RESULTS: A total of 146 patients (M: F = 5.1: 1) representing 14.2% of all cases of bowel obstruction were studied. The median age at presentation was 48 years. The disease significantly affected the older males compared with females (P = 0.012). The majority of the patients 102, (93.2%) presented acutely and had to undergo emergency surgical intervention, the rest were either sub-acute or chronic. Out of the 146 patients studied, 24 (16.4%) had ileo-sigmoid knotting. The majority of patients, 102(69.9%) were treated with resection and primary anastomosis, of which 63.0% were emergency cases. Colostomy was offered to 30.1% of cases. No patient had sigmoidoscopic derotation. Complications mainly surgical site infections were reported in 20.5% of cases. The overall median length of hospital stay was 14 days. Overall mortality rate was 17.1%. The main predictors of mortality were advanced age (>60 years), concomitant medical illness, late presentation (≥24 hours), presence of shock on admission and presence of gangrenous bowel (P < 0.001). The follow up of patients in this study was generally poor as more than half of patients were lost to follow up.
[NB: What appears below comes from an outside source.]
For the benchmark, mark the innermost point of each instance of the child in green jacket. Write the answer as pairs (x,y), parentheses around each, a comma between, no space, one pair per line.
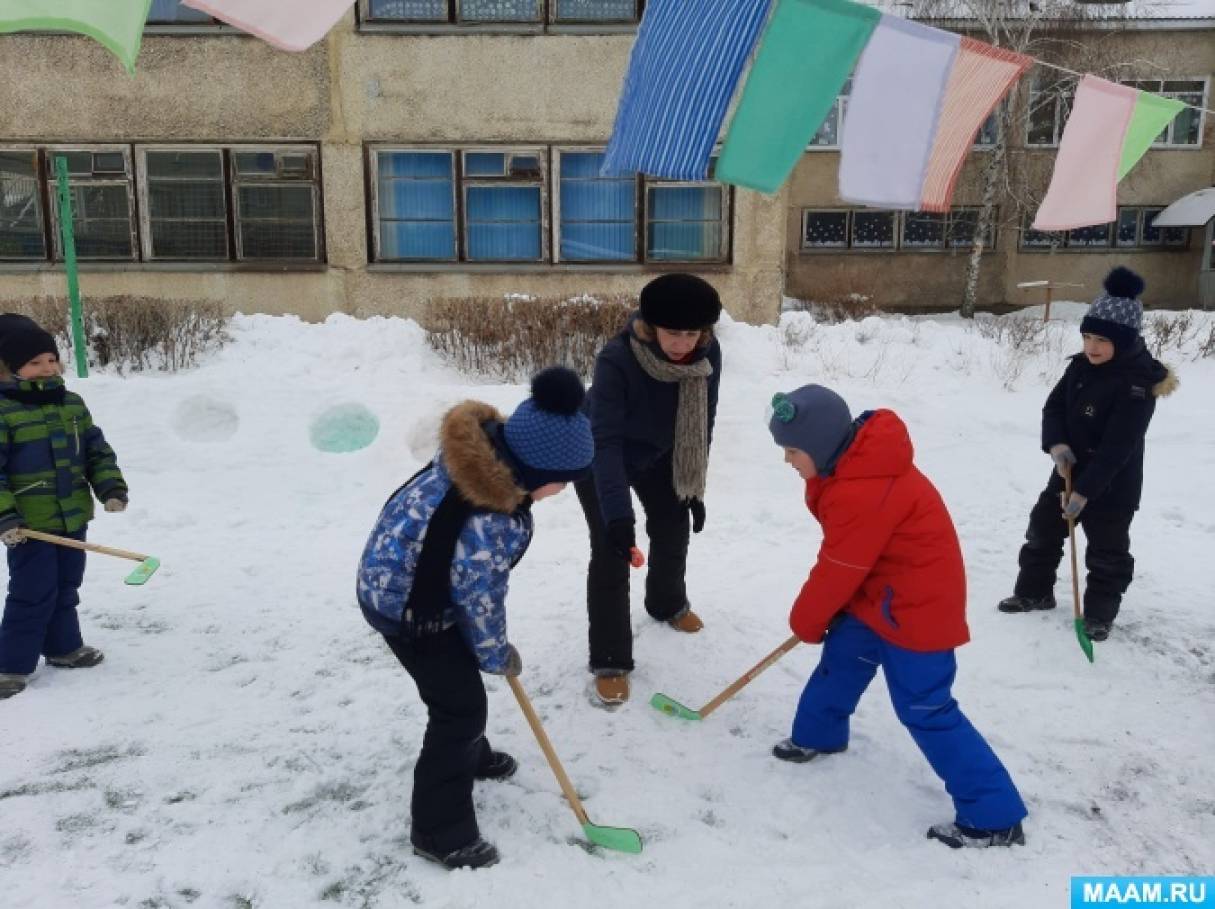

CONCLUSION: Sigmoid volvulus is not uncommon in our setting and commonly affects males than females. Most of the patients presented acutely, requiring immediate resuscitation and surgical approach. Findings from this study suggest that in viable bowel, sigmoid resection and primary anastomosis is feasible as it may not adversely affect outcome. Temporary colostomy should be considered if the bowel is gangrenous or perforated. Early diagnosis and timely definitive treatment are essential in order to decrease the morbidity and mortality associated with this disease.